Budget for extra taxes Traditional employees split Medicare and Social Security taxes with an employer. However, if you're self-employed you pay both portions—to the tune of 15.3 percent of your total self-employment income. This extra tax is sometimes called self-employment tax, and it's a good idea to set aside additional money from each paycheck to cover it.
"For many people that's the biggest federal tax," says Stephen Fishman, author of Working for Yourself: Law & Taxes for Independent Contractors, Freelancers & Consultants.
Pay quarterly estimated taxes If you earn enough to pay income taxes and you haven't had money withheld by an employer, you need to pay quarterly estimated taxes in January, April, June and September. To avoid an underpayment penalty, Fishman recommends paying 100 percent of last year's tax liability, or 90 percent of what you owe this year.
Save your 1099s Traditional employees are issued W-2s from their employers before filing their taxes, but a consultant or freelancer gets a different form called a 1099. Save this form for at least three years, and double-check the amount of income reported.
"That form is sent to the IRS, and they do check that against what you put on your tax return," Fishman says. "If the amount is incorrect, make sure you ask your client to file a corrected 1099."
Keep track of eligible deductions Business owners, including consultants and freelancers, can take certain tax deductions traditional employees can't. These business tax deductions can help reduce your tax bill, but you need to be sure to document them. For example if you drive your car for business, keep track of mileage using a mile log or a smartphone app.
"You can claim 56 cents for every mile you drive this year, or you can keep track of every nickel you spend on maintenance and gas, and deduct that based on the percentage of your car usage that was devoted to business," Fishman says.

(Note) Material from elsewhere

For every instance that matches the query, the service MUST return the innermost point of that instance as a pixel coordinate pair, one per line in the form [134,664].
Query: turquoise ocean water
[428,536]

If you use space in your home exclusively for business, you may qualify for the home office tax deduction. This is based on the percentage of your home you use for business. The IRS now offers a simplified option for determining the home office deduction, which may make it easier to crunch the numbers.2
Taxes don't have to be a headache for nontraditional workers. Keeping track of deductions and staying on top of quarterly taxes can help prevent issues with the IRS down the road.
1. "2013 MBO Partners State of Independence Report," MBO Partners, September 2013.

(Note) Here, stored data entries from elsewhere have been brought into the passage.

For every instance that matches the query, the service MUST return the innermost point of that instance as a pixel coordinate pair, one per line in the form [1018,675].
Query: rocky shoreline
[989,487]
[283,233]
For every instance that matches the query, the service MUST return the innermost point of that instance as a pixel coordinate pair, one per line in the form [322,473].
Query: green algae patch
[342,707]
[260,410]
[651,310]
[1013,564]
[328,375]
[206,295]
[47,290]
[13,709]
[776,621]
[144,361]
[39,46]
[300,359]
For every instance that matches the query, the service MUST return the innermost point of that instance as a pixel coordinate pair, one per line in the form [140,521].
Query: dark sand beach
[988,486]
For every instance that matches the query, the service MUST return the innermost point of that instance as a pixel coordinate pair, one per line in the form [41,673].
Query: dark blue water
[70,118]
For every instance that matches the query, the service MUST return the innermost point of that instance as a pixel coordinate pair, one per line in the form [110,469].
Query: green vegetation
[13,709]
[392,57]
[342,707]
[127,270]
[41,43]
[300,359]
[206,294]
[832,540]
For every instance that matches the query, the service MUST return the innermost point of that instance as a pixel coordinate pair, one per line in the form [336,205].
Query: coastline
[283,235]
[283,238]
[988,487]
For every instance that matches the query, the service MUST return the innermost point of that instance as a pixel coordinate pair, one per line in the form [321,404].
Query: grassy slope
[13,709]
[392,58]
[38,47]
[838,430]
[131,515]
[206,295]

2. "Simplified Option for Home Office Deduction," IRS.gov, July 2013.
This content is general in nature and does not constitute legal, tax, accounting, financial or investment advice. You are encouraged to consult with competent legal, tax, accounting, financial or investment professionals based on your specific circumstances. We do not make any warranties as to accuracy or completeness of this information, do not endorse any third-party companies, products, or services described here, and take no liability for your use of this information.